David A. B. Miller is the W. M. Keck Foundation Professor of Electrical Engineering at Stanford University, emeritus since October 2024. His research interests include the use of optics in switching, interconnection, communications, computing, and sensing systems, physics and applications of quantum well optics and optoelectronics, and fundamental features and limits for optics and nanophotonics in communications and information processing.

== Academic education ==
Miller completed a BS degree in physics from St. Andrews University and received his PhD in physics in 1979 from Heriot-Watt University. In 1997 he was awarded an honorary doctorate from Vrije Universiteit Brussel, and in 2003 he was awarded an honorary doctorate of engineering from Heriot-Watt University, Edinburgh.

==Career==
Following postdoctoral and lecturer positions at Heriot-Watt, Miller began working at AT&T Bell Laboratories in 1981 as a Member of Technical Staff, and from 1987 to 1996 was Department Head of the Advanced Photonics Research Department. In 1996 he joined Stanford's Department of Electrical Engineering as a professor. From 1997 to 2006 he was Director of the Ginzton Lab; and from 1997 to 2009, Director of the Solid State Photonics Lab. He is currently the W. M. Keck Professor of Electrical Engineering, and a co-director of the Stanford Photonics Research Center.
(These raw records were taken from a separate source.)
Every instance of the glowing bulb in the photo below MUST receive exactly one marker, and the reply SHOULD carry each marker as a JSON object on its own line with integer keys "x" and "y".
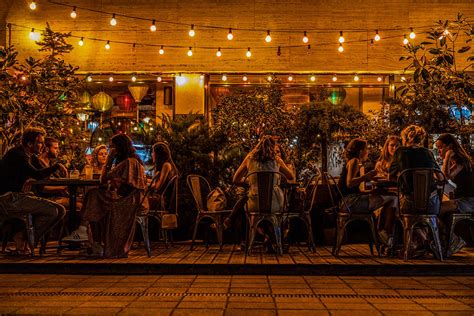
{"x": 377, "y": 36}
{"x": 35, "y": 36}
{"x": 113, "y": 21}
{"x": 268, "y": 38}
{"x": 73, "y": 13}
{"x": 305, "y": 38}
{"x": 341, "y": 37}
{"x": 153, "y": 26}
{"x": 405, "y": 40}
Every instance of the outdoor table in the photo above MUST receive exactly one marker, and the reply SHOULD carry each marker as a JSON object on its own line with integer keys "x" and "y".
{"x": 72, "y": 185}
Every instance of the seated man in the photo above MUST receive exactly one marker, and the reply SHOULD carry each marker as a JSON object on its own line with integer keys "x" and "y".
{"x": 16, "y": 170}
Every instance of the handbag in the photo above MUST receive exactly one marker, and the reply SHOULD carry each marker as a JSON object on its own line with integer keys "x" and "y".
{"x": 216, "y": 200}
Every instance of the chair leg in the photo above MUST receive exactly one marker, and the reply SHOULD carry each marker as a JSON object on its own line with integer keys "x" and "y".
{"x": 434, "y": 230}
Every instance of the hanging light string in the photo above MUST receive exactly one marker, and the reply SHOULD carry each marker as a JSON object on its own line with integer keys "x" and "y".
{"x": 212, "y": 48}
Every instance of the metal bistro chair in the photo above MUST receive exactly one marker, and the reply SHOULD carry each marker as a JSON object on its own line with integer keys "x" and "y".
{"x": 266, "y": 183}
{"x": 345, "y": 217}
{"x": 304, "y": 214}
{"x": 200, "y": 188}
{"x": 421, "y": 182}
{"x": 169, "y": 205}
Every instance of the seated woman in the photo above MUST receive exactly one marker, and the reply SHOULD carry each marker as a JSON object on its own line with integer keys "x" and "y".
{"x": 116, "y": 206}
{"x": 357, "y": 201}
{"x": 457, "y": 167}
{"x": 164, "y": 169}
{"x": 382, "y": 165}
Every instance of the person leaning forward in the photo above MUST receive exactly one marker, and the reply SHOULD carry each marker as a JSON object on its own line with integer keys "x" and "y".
{"x": 16, "y": 169}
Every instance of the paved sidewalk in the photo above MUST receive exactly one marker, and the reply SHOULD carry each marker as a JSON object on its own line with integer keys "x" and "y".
{"x": 235, "y": 295}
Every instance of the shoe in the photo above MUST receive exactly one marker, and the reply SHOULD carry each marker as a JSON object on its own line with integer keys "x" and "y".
{"x": 79, "y": 235}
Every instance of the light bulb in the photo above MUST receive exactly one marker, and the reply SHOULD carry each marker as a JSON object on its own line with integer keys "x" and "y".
{"x": 268, "y": 38}
{"x": 73, "y": 13}
{"x": 153, "y": 26}
{"x": 113, "y": 21}
{"x": 377, "y": 36}
{"x": 305, "y": 38}
{"x": 249, "y": 53}
{"x": 405, "y": 40}
{"x": 341, "y": 37}
{"x": 191, "y": 31}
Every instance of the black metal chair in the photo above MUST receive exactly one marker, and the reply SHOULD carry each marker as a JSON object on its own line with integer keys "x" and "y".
{"x": 200, "y": 189}
{"x": 266, "y": 182}
{"x": 345, "y": 217}
{"x": 423, "y": 184}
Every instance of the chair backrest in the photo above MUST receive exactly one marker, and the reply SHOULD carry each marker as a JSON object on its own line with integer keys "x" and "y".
{"x": 200, "y": 189}
{"x": 420, "y": 184}
{"x": 266, "y": 180}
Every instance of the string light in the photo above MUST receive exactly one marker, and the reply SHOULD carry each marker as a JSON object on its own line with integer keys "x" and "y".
{"x": 113, "y": 21}
{"x": 377, "y": 36}
{"x": 405, "y": 39}
{"x": 153, "y": 26}
{"x": 341, "y": 37}
{"x": 268, "y": 38}
{"x": 305, "y": 38}
{"x": 73, "y": 13}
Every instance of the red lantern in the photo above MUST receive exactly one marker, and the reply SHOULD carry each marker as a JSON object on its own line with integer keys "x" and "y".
{"x": 125, "y": 102}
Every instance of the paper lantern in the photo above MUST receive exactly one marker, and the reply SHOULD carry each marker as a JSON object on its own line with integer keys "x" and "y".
{"x": 102, "y": 102}
{"x": 138, "y": 91}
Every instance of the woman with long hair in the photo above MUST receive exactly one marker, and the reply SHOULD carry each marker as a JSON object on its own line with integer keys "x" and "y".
{"x": 114, "y": 207}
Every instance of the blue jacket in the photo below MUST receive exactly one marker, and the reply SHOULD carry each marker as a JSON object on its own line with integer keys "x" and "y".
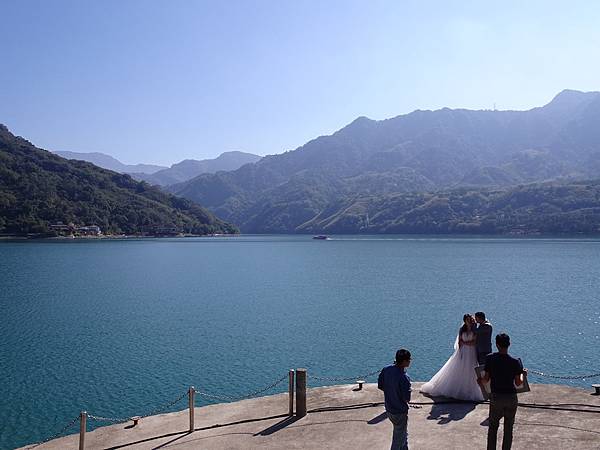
{"x": 395, "y": 385}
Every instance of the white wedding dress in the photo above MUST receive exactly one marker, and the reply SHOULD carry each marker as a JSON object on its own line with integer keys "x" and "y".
{"x": 457, "y": 378}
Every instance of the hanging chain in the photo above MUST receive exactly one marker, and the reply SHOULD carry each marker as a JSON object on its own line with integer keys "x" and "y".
{"x": 563, "y": 377}
{"x": 358, "y": 377}
{"x": 250, "y": 395}
{"x": 56, "y": 435}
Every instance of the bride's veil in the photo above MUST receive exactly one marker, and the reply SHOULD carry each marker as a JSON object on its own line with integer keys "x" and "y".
{"x": 456, "y": 341}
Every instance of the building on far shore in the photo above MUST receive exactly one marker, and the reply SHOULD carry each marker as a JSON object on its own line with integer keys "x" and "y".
{"x": 71, "y": 229}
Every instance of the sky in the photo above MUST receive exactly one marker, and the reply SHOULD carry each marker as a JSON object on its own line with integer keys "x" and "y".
{"x": 162, "y": 81}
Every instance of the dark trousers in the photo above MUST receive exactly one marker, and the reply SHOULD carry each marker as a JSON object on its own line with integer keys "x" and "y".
{"x": 400, "y": 436}
{"x": 502, "y": 406}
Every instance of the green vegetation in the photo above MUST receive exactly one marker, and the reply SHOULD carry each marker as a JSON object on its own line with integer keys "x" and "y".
{"x": 38, "y": 188}
{"x": 537, "y": 208}
{"x": 445, "y": 171}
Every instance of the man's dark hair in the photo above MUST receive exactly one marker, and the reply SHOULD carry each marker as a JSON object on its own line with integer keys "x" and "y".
{"x": 503, "y": 340}
{"x": 402, "y": 355}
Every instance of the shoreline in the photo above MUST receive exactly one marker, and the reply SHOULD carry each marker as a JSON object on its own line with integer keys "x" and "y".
{"x": 342, "y": 416}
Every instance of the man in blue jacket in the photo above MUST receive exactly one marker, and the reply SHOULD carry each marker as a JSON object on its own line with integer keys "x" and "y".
{"x": 395, "y": 385}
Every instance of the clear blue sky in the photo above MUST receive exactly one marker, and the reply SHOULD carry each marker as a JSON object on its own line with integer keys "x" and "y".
{"x": 160, "y": 81}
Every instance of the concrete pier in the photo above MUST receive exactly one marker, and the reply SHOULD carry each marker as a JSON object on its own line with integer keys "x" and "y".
{"x": 342, "y": 417}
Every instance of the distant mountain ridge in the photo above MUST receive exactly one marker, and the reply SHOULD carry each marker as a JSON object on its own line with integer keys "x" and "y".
{"x": 39, "y": 189}
{"x": 424, "y": 151}
{"x": 191, "y": 168}
{"x": 110, "y": 163}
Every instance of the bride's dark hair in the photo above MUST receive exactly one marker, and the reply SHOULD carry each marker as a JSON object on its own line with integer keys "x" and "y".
{"x": 465, "y": 327}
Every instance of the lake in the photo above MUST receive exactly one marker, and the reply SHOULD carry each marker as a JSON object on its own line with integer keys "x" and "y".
{"x": 120, "y": 327}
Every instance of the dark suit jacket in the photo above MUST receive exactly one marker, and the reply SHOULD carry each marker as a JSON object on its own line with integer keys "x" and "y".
{"x": 484, "y": 338}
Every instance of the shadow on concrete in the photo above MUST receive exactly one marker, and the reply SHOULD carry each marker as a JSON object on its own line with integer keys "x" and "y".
{"x": 553, "y": 425}
{"x": 172, "y": 440}
{"x": 181, "y": 434}
{"x": 446, "y": 412}
{"x": 278, "y": 426}
{"x": 345, "y": 407}
{"x": 378, "y": 419}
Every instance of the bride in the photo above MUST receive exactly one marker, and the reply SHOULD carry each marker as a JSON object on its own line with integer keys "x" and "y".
{"x": 457, "y": 378}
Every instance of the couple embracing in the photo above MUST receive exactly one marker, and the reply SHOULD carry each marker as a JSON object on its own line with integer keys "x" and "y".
{"x": 457, "y": 378}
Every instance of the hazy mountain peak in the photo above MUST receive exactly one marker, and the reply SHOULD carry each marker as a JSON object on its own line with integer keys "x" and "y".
{"x": 569, "y": 98}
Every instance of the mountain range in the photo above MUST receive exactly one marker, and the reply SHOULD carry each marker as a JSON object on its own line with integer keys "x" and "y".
{"x": 376, "y": 164}
{"x": 39, "y": 189}
{"x": 191, "y": 168}
{"x": 163, "y": 176}
{"x": 110, "y": 163}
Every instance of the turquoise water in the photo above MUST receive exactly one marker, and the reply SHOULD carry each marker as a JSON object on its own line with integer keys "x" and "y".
{"x": 118, "y": 328}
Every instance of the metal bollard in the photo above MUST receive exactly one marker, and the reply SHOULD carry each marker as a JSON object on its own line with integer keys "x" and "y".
{"x": 191, "y": 393}
{"x": 291, "y": 392}
{"x": 82, "y": 427}
{"x": 300, "y": 392}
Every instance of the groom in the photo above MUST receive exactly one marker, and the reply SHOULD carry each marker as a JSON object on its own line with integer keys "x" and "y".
{"x": 483, "y": 334}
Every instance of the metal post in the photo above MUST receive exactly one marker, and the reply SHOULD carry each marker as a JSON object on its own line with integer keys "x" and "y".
{"x": 82, "y": 427}
{"x": 300, "y": 392}
{"x": 191, "y": 393}
{"x": 291, "y": 393}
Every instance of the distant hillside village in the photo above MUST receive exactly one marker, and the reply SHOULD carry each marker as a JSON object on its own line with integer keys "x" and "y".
{"x": 71, "y": 229}
{"x": 61, "y": 229}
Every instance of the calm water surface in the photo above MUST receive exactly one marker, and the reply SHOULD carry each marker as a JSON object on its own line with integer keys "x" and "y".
{"x": 118, "y": 328}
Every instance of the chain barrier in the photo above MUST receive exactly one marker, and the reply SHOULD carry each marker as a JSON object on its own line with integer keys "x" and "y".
{"x": 228, "y": 398}
{"x": 107, "y": 419}
{"x": 56, "y": 435}
{"x": 165, "y": 407}
{"x": 563, "y": 377}
{"x": 125, "y": 419}
{"x": 358, "y": 377}
{"x": 250, "y": 395}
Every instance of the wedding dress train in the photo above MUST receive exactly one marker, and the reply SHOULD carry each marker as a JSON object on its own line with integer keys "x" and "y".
{"x": 457, "y": 378}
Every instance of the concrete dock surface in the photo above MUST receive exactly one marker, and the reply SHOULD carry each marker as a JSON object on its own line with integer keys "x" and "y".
{"x": 342, "y": 417}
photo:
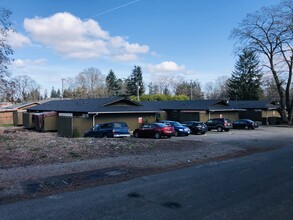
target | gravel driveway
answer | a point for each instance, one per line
(145, 156)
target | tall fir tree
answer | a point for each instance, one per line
(113, 84)
(245, 82)
(135, 81)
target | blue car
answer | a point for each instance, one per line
(180, 130)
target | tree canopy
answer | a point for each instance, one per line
(269, 33)
(244, 83)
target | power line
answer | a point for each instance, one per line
(113, 9)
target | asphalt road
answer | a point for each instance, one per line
(258, 186)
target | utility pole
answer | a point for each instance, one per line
(137, 90)
(191, 90)
(62, 88)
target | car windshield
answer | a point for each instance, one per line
(175, 124)
(160, 125)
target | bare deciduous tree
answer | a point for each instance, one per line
(269, 33)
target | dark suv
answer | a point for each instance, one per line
(221, 124)
(111, 129)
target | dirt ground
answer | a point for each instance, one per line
(22, 147)
(36, 164)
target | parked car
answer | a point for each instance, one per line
(180, 130)
(245, 124)
(156, 130)
(196, 127)
(220, 124)
(111, 129)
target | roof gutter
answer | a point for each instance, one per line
(91, 113)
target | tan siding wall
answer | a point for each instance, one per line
(28, 120)
(6, 118)
(233, 116)
(18, 118)
(270, 113)
(130, 119)
(80, 125)
(64, 125)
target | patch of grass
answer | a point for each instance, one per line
(4, 138)
(74, 154)
(6, 125)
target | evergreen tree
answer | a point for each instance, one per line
(244, 83)
(54, 93)
(134, 81)
(113, 84)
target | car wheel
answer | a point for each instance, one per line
(136, 135)
(157, 135)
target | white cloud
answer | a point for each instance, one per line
(166, 67)
(18, 63)
(17, 40)
(82, 39)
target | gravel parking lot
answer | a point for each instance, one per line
(140, 156)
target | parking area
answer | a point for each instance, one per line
(264, 136)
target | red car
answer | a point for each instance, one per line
(156, 130)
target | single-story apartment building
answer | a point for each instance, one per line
(76, 116)
(12, 114)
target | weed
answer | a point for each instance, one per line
(73, 154)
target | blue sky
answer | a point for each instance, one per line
(169, 39)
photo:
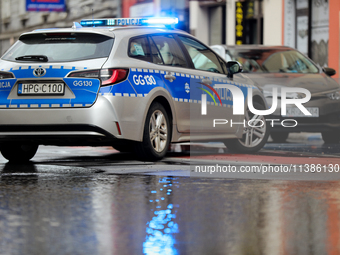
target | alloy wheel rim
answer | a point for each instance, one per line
(158, 131)
(254, 133)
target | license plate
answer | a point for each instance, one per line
(56, 88)
(295, 112)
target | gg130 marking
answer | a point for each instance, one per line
(144, 79)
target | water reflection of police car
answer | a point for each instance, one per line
(133, 87)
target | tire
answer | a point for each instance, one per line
(18, 153)
(331, 137)
(156, 134)
(279, 137)
(257, 141)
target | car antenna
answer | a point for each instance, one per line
(92, 18)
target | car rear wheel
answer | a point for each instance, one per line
(18, 153)
(331, 137)
(279, 137)
(254, 137)
(156, 135)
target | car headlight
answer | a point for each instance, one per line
(334, 95)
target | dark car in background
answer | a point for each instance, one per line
(280, 66)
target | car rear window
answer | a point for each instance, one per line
(62, 47)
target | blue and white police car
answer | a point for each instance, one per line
(133, 84)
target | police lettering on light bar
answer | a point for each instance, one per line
(128, 22)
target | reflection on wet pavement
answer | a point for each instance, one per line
(78, 211)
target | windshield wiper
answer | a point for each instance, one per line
(41, 58)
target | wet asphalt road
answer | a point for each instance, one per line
(97, 201)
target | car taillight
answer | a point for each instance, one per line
(5, 75)
(85, 74)
(111, 76)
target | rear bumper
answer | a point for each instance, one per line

Since 2013, he has taught open online classes on Quantum Mechanics for Scientists and Engineers, attracting more than 30,000 student registrations.

Miller is a fellow of the Optical Society of America, the American Physical Society, and IEEE. He was elected to the National Academy of Sciences in 2008.

Miller is a Fellow of OSA,
IEEE, American Physical Society (APS), the Royal Society of Edinburgh and the Royal Society. He is a Member of the National Academy of Sciences and the National Academy of Engineering.

He was President of the IEEE Lasers and Electro-Optics Society (now IEEE Photonics Society) in 1995.

==Research==
Miller studies optical and optoelectronic devices including quantum wells and photonic nanostructures, especially for information sensing, communication, switching and processing. He also investigates more generally the fundamentals of optics in these applications, with current research including dense optical interconnection to silicon electronics, quantum well optical physics and devices, nanometallic photonics, and fundamental limits in optics.

He has published more than 270 scientific papers and wrote the textbook, "Quantum Mechanics for Scientists and Engineers". Miller holds 74 U.S. patents.

==Awards and honors==
- Frederic Ives Medal / Jarus W. Quinn Prize, 2025
- Carnegie Millennium Professorship, 2013
- Prize of the International Commission for Optics, 1991
- R. W. Wood Prize of the Optical Society of America, 1988 – with D. S. Chemla
- Adolph Lomb Medal of the Optical Society of America, 1986
- H-index (December, 2024) – 115 (Google Scholar)

==Books==
- Quantum Mechanics for Scientists and Engineers (Cambridge, 2008).